Bounded by Reality: Predicting Team Rebounding

Oct 30, 2014; Cleveland, OH, USA; Cleveland Cavaliers forward LeBron James (23) talks with forward Kevin Love (0) and forward Tristan Thompson (13) against the New York Knicks at Quicken Loans Arena. New York won 95-90. Mandatory Credit: David Richard-USA TODAY Sports

The NBA game is one of subtle complexity. These complexities can make it all difficult to analyze as there are five players on the court at the same time competing against five other players with just one ball. For exqmple, it is crucial to consider this sort of context when several big scorers are thrown together. It was largely predictable that the scoring stats of one or more of each of the “Big Threes” formed around LeBron James in Miami and Cleveland would take a hit. And that’s how it played out.

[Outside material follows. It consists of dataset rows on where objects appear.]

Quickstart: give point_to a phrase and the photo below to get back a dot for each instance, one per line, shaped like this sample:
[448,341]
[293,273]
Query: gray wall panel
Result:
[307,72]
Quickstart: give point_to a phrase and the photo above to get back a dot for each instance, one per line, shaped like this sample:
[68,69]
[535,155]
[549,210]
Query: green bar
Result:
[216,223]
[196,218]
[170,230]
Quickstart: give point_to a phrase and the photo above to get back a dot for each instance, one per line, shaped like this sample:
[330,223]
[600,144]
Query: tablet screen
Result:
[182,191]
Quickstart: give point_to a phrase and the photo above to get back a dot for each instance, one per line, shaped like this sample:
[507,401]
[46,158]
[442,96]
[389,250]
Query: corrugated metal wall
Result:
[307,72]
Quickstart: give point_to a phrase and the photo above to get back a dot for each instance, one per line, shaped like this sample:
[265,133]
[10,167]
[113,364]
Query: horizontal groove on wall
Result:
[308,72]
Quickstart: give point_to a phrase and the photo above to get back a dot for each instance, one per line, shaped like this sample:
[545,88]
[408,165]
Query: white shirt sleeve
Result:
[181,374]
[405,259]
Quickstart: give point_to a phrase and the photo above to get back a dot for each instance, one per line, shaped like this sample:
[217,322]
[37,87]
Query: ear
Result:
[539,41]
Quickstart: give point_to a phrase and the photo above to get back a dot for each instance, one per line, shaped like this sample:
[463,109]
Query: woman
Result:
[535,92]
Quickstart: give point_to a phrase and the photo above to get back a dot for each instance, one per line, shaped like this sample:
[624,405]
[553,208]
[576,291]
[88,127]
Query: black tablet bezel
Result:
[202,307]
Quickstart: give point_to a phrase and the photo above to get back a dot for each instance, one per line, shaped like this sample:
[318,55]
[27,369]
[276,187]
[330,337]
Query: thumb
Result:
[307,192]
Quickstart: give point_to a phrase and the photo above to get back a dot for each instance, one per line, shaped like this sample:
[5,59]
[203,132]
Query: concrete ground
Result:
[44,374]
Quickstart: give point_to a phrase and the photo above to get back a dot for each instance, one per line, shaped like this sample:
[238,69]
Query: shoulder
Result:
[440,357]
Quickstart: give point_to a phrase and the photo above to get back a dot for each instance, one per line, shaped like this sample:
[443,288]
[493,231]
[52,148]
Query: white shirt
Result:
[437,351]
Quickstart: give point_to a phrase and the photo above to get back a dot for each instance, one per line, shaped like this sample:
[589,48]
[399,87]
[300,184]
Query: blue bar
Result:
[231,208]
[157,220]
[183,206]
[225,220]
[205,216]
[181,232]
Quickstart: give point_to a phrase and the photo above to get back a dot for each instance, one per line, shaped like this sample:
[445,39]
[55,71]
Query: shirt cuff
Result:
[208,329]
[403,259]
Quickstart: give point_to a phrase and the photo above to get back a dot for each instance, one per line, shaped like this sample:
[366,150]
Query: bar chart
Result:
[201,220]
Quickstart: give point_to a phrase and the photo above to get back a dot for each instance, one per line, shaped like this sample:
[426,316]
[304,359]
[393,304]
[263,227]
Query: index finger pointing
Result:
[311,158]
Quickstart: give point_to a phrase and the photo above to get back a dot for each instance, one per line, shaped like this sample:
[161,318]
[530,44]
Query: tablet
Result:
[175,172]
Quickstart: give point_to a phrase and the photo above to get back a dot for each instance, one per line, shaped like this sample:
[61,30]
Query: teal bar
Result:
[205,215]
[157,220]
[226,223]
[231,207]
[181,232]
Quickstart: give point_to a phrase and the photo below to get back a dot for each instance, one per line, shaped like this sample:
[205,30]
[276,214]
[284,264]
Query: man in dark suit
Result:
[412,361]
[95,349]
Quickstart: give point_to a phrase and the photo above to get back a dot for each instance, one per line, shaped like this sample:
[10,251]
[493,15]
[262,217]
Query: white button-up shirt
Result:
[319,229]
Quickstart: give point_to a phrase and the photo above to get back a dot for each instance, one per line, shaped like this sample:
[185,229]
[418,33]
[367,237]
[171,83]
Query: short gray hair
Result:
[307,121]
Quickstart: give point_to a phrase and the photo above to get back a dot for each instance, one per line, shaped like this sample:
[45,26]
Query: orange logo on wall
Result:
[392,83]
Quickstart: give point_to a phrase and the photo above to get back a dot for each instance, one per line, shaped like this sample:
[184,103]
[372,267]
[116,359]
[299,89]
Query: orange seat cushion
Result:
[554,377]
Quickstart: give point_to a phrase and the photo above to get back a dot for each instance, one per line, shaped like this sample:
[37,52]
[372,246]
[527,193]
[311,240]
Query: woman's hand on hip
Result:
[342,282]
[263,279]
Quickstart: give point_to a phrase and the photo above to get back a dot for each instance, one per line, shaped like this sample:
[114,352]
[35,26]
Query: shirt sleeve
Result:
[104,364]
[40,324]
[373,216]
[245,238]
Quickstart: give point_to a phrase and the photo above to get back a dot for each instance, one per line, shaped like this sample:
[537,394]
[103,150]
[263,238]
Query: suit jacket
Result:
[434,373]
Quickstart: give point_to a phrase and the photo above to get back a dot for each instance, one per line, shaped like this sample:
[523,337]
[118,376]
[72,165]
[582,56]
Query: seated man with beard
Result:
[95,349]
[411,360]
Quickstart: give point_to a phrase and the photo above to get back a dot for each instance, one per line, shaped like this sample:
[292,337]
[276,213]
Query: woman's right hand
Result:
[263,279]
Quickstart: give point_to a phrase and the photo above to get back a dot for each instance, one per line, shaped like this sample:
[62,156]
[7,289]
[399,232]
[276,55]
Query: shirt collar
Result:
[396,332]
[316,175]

But there are other consequences to the rivalrous nature of many stats. Defensive rebounding is vital to a contending team and we all analyze rebounding totals for individuals, carefully considering every small edge. Yet individual rebounding is strongly controlled by role and how many rebounds teammates are grabbing. Players have a smaller influence on rebounds, especially on defense, than most people think.

The Form

Given how people discuss rebounding leaders, there’s an implied assumption that rebounding is additive. What does this mean? If you trade a player who averages 10 rebounds per game and replace him with one who averages 14, all things being equal like games played, your team does not net four rebounds in the exchange. Even if the new player averages 14 per game again, some portion of those four “extra” rebounds would have been collected by the team anyway. Elite-level rebounders are not only great at taking boards away from opponents but also from their own teammate. The converse is important though: if you lose a high rebounder, you don’t lose every rebound recorded by that player. This means that rebounding is nonlinear and has to be conceptualized differently.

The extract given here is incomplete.